Musculation de l’esprit en quatre étapes 

Faire la chasse aux fake news ou dresser la liste de tous les biais cognitifs possibles ou imaginables ne t’aidera pas à faire preuve de plus d’esprit critique. Sachant qu’une fake news se transmet 6 fois plus vite qu’une véritable information et qu’il y a entre 250 et 300 biais cognitifs référencés, bon courage pour lutter ! Au contraire, mieux vaut s'entraîner à adopter les bons réflexes. 

Quand on reçoit une information qui nous surprend ou nous intrigue, on peut mettre en place ces quatre étapes : 

  1. Prendre en compte le contexte dans lequel cette information est produite et consommée. 
  2. Tenter d’évaluer si la source de cette information est fiable.  
  3. Remonter et croiser cette information avec d'autres sources. 
  4. Répéter ce déroulé dans d’autres contextes pour continuer à affiner ton radar à bullshit. 

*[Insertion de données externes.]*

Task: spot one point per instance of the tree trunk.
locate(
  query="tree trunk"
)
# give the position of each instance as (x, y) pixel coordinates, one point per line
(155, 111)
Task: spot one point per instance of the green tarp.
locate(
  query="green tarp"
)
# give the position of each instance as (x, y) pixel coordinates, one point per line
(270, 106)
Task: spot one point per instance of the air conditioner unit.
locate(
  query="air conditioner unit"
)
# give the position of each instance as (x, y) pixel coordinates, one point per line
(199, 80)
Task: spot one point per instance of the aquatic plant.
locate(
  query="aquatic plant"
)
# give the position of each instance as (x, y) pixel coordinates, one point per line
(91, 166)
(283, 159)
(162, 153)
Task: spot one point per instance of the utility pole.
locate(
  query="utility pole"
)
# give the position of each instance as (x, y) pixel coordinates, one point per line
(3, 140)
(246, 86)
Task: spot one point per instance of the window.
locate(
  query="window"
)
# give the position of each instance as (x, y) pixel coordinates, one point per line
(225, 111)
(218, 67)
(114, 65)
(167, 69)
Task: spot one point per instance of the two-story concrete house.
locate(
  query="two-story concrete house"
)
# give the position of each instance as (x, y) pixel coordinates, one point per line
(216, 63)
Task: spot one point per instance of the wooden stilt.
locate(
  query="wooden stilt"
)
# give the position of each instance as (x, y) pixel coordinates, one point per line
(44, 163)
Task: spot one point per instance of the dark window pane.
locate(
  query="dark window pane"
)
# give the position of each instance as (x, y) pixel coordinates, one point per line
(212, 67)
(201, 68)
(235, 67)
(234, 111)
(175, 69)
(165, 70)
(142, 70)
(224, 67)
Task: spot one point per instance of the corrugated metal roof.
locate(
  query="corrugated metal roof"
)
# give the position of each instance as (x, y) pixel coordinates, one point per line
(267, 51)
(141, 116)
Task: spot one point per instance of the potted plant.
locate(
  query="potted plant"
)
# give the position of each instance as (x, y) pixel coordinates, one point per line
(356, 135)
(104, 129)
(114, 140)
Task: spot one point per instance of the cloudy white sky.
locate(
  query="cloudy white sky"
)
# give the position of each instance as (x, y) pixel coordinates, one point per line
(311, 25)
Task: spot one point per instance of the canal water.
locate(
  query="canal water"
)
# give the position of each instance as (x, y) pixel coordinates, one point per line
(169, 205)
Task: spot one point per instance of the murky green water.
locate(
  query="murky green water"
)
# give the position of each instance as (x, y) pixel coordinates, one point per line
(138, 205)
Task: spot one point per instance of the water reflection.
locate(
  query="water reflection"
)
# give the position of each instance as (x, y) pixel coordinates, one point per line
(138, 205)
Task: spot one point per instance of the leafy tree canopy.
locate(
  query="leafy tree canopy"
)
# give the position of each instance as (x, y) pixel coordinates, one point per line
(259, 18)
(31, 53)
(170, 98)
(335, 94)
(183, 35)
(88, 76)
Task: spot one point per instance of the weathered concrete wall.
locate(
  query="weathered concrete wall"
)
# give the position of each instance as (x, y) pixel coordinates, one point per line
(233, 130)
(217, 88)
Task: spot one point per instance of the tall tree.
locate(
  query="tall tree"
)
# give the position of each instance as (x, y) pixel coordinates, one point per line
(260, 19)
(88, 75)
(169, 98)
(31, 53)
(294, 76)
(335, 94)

Allez, avec cette grille de lecture en tête, on passe à l’exercice pratique.

Mise en situation, à toi de jouer

Tu es tranquillement posé·e dans ton canapé après une dure journée au boulot. Tu as besoin de décompresser, tu sors ton portable et tu te mets à scroller sans vergogne sur Instagram. Au fil des tutos food, des pubs pour compléments alimentaires et des photos de vacances de ton crush à Bali, tu tombes sur un post coloré au titre accrocheur : “Apéro ! La science le confirme : un verre d’alcool par jour est bon pour la santé.” Super, si la science le dit, c’est que c’est vrai, non ? Attends, on rembobine.

Le contexte 

Cette information t’est arrivée dessus sans que tu la recherches. Elle a été sélectionnée par des algorithmes de recommandation qui te proposent des contenus adaptés à tes goûts et centres d'intérêt, au risque parfois de te faire tourner dans des bulles de filtre comme un hamster. Aujourd'hui, 35% des Français s'informent sur les réseaux sociaux contre 18% en 2013. Si ces plateformes peuvent être des sources d’informations très riches, il est important d'être conscient de leur fonctionnement : l’opinion, l’intime, l’information sérieuse, le divertissement, la publicité et la désinformation se retrouvent mélangés et gérés par les algorithmes, il n’y a plus aucune hiérarchisation ni distinction des contenus. 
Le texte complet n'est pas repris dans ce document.